Before MERRILL, WRIGHT and TRASK, Circuit Judges.

EUGENE A. WRIGHT, Circuit Judge:

Nolan attacks his convictions for federal firearms offenses. He and a co-defendant, Savage, were tried together before separate juries. One jury acquitted Savage of aiding and abetting Nolan's receipt of a firearm. The other convicted Nolan on all counts. We affirm.

FACTS

Nolan was convicted of felonies in Florida state courts in 1966 and again in 1976. Under 18 U.S.C. Sec. 922(h), Nolan, as a convicted felon, is prohibited from receiving a firearm that has been shipped in interstate commerce. Federal law also prohibits possession of firearms by convicted felons. 18 U.S.C.App. Sec. 1202(a)(1).

In 1980, Nolan and his girlfriend, Iris Geoghagen, moved from Florida to Arizona. She left him in April 1981. She testified at trial that he received several guns in Arizona in October and December of 1980. These were the subject of counts one, two, and three of the indictment, later consolidated into counts one and three.

On July 11, 1981, Nolan shot a man outside a Tucson bar. A Tucson police officer witnessed the shooting from a distance and arrested Nolan. State authorities charged him with murder, and count four of the indictment charged him with receiving the gun used in the shooting. This was the same gun he was charged with receiving in count three.

On August 25, 1981, after Nolan had procured bail on the murder charges, federal authorities arrested him at his home for receiving firearms. There they found three more guns in plain view in the living room. Counts five, six, and seven of the indictment charged Nolan with possessing these guns in violation of 18 U.S.C.App. Sec. 1202(a)(1). The trial court, applying the rule of lenity used in criminal cases, consolidated these three counts into count five.

Because of publicity surrounding Nolan and the July 11 shooting, the court took numerous steps to control prejudice at trial. It moved proceedings from Tucson to Phoenix, and restricted the government in its proof on count four, the count relating to the shooting. The court excluded also any references to Nolan's motorcycle gang connections and evidence derived from taps of his phone. Finally, the court allowed Nolan to stipulate to his felony conviction to avoid proof of the details of his Florida offenses at trial.

The court granted several continuances, including one requested by Nolan in order to await the outcome of the state murder trial. After that trial was postponed several times, the court proceeded with the trial of the firearms offenses, despite Nolan's requests for additional continuances.

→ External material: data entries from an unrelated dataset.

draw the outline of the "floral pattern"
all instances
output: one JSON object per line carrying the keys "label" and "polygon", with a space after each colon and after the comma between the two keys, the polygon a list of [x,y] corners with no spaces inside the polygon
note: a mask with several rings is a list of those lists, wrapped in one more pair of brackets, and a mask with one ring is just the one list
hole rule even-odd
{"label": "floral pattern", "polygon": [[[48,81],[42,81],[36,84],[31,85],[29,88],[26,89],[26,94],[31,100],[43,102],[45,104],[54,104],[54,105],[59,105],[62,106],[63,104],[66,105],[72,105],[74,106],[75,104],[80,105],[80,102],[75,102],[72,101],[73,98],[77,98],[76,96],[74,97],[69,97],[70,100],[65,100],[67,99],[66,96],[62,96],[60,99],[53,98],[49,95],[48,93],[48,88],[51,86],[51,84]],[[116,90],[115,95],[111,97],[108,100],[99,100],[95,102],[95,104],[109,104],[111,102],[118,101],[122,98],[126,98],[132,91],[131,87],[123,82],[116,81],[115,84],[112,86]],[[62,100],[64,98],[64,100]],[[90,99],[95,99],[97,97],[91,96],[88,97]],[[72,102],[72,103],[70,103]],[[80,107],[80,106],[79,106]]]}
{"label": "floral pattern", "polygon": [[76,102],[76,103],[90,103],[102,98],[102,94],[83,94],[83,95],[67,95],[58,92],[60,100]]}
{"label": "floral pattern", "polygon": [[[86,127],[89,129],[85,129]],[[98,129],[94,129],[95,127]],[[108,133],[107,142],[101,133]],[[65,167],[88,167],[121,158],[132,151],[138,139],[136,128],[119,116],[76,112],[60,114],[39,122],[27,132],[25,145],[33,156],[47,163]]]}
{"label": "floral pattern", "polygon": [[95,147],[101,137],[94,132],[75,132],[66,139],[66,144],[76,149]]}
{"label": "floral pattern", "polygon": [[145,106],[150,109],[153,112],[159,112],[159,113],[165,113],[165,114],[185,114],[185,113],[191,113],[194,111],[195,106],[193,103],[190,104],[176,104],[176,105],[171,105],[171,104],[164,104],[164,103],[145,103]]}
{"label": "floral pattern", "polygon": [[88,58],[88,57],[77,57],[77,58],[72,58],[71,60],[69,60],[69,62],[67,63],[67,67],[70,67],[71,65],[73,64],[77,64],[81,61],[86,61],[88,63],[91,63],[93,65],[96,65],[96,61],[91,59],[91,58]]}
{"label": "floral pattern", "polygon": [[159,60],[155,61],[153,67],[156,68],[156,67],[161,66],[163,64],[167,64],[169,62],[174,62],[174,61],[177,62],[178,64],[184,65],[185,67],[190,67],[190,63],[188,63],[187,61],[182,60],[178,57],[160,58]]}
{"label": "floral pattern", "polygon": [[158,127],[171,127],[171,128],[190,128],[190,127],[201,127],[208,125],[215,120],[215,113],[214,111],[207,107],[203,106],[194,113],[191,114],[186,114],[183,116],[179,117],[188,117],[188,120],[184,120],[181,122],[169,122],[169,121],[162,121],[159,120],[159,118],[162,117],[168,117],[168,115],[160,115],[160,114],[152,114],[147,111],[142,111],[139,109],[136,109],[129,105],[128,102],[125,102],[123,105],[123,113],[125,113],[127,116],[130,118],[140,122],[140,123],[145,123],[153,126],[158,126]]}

The court also refused his requests to sever count four or to present evidence of self-defense on that count.

The jury convicted Nolan on the four counts remaining after consolidation. He challenges court rulings and the sufficiency of the evidence against him.

I. Failure to sever or continue

Nolan contends first that the court erred when it failed either to grant a continuance or to sever count four.

A. Continuance

We review the refusal to continue the case for abuse of discretion. See, e.g., United States v. Regner, 677 F.2d 754, 757 (9th Cir.1982). There was none here.

Trial was originally scheduled for November 2, 1981. The court granted one continuance at Nolan's request to allow him to prepare additional evidence, and another to await the completion of the related state murder trial, originally scheduled for January 21, 1982. The court reset the trial date two more times until, on February 22, it refused to grant additional continuances. The trial went ahead on March 2, 1982. The state trial, scheduled for January, was delayed repeatedly and finally began in June, 1982.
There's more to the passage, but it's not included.